駆け抜けたような一年がもうすぐ終わろうとしている。
振り返れば充実した一年だったのだろう。
平穏無事でいられたことが何よりに思う。
幸せは「仕合せ」何事もなるようになり
不安や心細さも過ぎてしまえば些細なことだった。
朝のうちにお大師堂へ。花枝に千両の実を添える。
トイレ掃除は出来なかった。ちょうど干潮時で
川の水が引いており水を汲みに行けなかったのだ。
足の痛みが無ければ岩を伝って行けたけれど
とても自信が無く諦めてしまった。
出来ない事があっても良しと自分を宥めそしてゆるす。
家事もそこそこ。今年ほど手を抜いたこともなかった。
玄関ドアの拭き掃除もしないまま注連縄を飾る。
床の間には昨年の鏡餅がそのままあり埃を被っていた。
これにはさすがに苦笑い。罰当たりなことをしたものだ。
一年の疲れがどっと出る頃。

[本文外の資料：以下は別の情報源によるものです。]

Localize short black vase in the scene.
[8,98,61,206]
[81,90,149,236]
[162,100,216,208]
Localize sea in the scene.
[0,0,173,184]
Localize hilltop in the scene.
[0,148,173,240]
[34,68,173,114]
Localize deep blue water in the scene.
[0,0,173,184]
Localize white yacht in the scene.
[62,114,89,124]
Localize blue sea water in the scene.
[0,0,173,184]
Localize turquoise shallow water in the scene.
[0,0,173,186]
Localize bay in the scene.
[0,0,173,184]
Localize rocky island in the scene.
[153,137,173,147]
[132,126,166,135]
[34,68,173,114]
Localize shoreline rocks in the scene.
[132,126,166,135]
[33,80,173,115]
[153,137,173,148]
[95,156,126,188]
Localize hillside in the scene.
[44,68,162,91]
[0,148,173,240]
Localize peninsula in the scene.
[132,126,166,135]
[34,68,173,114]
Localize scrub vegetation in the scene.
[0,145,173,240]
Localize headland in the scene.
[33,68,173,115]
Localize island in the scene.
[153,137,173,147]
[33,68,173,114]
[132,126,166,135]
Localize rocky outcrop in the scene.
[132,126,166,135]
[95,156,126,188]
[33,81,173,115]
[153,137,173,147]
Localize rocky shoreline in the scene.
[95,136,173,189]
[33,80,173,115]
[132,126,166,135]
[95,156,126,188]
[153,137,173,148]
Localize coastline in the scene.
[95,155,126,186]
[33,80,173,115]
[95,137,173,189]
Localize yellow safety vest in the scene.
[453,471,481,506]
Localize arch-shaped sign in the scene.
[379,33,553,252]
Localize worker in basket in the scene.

もう無理はしないと決める。
何もしなくても新年は来るだろうと思うことにした。
午後は本を読み少しお昼寝もする。
4時前からおでんを煮込む。家中におでんの匂いが漂っていた。
息をするたびに命の在処を感じていたと思う。
与えられた一日を全うしながら明日を信じていたのだった。
いのちある限りと思う気持ちは変わらない。
愚かなこともある。不甲斐なさを感じることもある。
それでも血の通う指先で明日の扉を開け続けていようと思う。
拙い日々の日記を読んで下さりありがとうございました。
これが今年最後の日記になりそうです。
皆さまどうか穏やかに新年をお迎えください。